Frontier Debt’s Exacting Exploration Excitement
Following consecutive years of double-digit gains above the core sovereign bond benchmark, and with crowded trades in the main emerging market local and external instruments, investment houses pre-virus were touting fundamental frontier allocations based on diversification and underlying country improvements. They argue that risk re-pricing can partially offset illiquidity, although the credits have not been tested in crisis and remain outside standard ETFs, Last year’s big winners were Egypt and Ukraine, while Kazakhstan and Kenya lagged the JP Morgan EMBI and GBI-EM indices. A major debt and equity rebounder predicted for 2020 is Pakistan with another IMF program, with inflows into domestic Treasury bills yielding almost 15% as the currency stabilizes. Economic growth will be 2-3% on fiscal and current account adjustments, as double-digit inflation drops from prior depreciation and bad farming results. The balance of payments gap should halve to 2.5% of GDP with import compression, as reserves are bolstered by fresh foreign direct and portfolio investment. The exchange rate stance has moved from pegged to flexible and at 155/dollar currently is roughly fair value. International reserves remain negative on a net basis but Fund injections aim to restore balance, with the government coalition in slight majority in parliament. Tax revenue may reach 15% of GDP this fiscal year on a wider base and with spending cuts almost eliminate the primary deficit. Energy reform will entail costs over time, and anti-money laundering compliance is outstanding to avoid FATF sanctions. Geopolitics is not in the equation, with India again stoking tensions in Kashmir and denying Muslims future citizenship under a proposed law. Daily T-bill market turnover is over $300 million, with frequent auctions and narrow bid-ask spreads compared with frontier rivals, on 10% withholding tax according to JP Morgan research.

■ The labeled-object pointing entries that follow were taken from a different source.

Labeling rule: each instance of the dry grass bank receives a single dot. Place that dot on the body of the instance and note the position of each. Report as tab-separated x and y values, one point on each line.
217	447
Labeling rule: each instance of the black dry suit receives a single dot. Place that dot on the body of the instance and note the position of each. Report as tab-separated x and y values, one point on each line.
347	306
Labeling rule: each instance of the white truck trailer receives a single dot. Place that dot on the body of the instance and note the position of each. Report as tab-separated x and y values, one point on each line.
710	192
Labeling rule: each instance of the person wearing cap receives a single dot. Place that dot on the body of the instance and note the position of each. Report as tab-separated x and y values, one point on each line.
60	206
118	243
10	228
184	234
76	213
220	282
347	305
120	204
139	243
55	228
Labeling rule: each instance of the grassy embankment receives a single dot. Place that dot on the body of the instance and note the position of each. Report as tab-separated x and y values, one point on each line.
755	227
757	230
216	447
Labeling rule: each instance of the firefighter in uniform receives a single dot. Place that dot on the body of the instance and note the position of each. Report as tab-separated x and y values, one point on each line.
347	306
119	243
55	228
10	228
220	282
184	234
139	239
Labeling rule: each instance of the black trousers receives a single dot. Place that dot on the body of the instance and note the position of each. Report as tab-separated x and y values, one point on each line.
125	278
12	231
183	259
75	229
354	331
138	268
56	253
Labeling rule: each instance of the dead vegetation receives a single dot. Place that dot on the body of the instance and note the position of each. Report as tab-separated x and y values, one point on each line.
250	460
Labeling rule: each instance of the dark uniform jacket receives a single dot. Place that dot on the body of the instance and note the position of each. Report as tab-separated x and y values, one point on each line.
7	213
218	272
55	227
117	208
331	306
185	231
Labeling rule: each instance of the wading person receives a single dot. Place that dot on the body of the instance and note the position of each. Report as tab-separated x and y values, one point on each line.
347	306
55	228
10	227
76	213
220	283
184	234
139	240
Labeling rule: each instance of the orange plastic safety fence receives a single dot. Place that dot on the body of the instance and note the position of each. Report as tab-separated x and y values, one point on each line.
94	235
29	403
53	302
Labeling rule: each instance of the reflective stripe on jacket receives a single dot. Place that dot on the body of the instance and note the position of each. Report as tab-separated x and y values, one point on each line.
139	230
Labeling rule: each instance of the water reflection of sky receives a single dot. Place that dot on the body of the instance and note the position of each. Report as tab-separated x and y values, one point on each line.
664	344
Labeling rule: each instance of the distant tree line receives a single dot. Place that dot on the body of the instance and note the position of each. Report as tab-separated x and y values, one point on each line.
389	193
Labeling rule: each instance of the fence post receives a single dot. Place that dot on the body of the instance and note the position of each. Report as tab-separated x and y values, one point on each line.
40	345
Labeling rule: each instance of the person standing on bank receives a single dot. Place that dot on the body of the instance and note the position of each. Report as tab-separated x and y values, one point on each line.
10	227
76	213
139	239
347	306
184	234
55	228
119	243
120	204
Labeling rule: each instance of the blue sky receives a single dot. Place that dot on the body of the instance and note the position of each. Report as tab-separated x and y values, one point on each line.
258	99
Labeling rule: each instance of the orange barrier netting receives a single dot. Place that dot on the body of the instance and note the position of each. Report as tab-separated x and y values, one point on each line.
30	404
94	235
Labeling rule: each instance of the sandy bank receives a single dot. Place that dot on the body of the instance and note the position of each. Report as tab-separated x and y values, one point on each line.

In Africa Ghana and Nigeria are back in favor after foreign investors were subject to access and rule changes resulting in the latter’s local index exclusion. Ghana’s twin deficits are under stricter control heading into end-year elections, with a several billion dollar financial sector cleanup consolidating banks and holding executives accountable for crimes and mismanagement. The crackdown suspended bank shares on the stock exchange prompting removal from the MSCI frontier rung, and potential reinstatement awaits the index provider’s next review. Inflation is in single digits as the central bank is poised to lower 15% interest rates. The current account gap is put at 4% this year, but the currency should be steady on external bond inflow momentum and calmer capital flight after successful poll transitions. A good medium term yield curve is offset by thin trading, but authorities are trying to launch derivatives for further liquidity. In Nigeria the reserve drain has bottomed at around $35 billion, and the central bank has turned its attention from currency intervention to reigniting credit and economic growth. It recently barred domestic buyers from high-yield open market operation (OMO) paper so that banks eventually have more room to extend loans especially to non-oil smaller business. Pension funds and corporations shifted their portfolios into other government instruments, and foreign investors now holding half the amount will be the main OMO target to whet their broad fixed income appetite. The naira after previous convulsions should only fall toward 370 over the coming months as import and dealing grips relent from past seizure.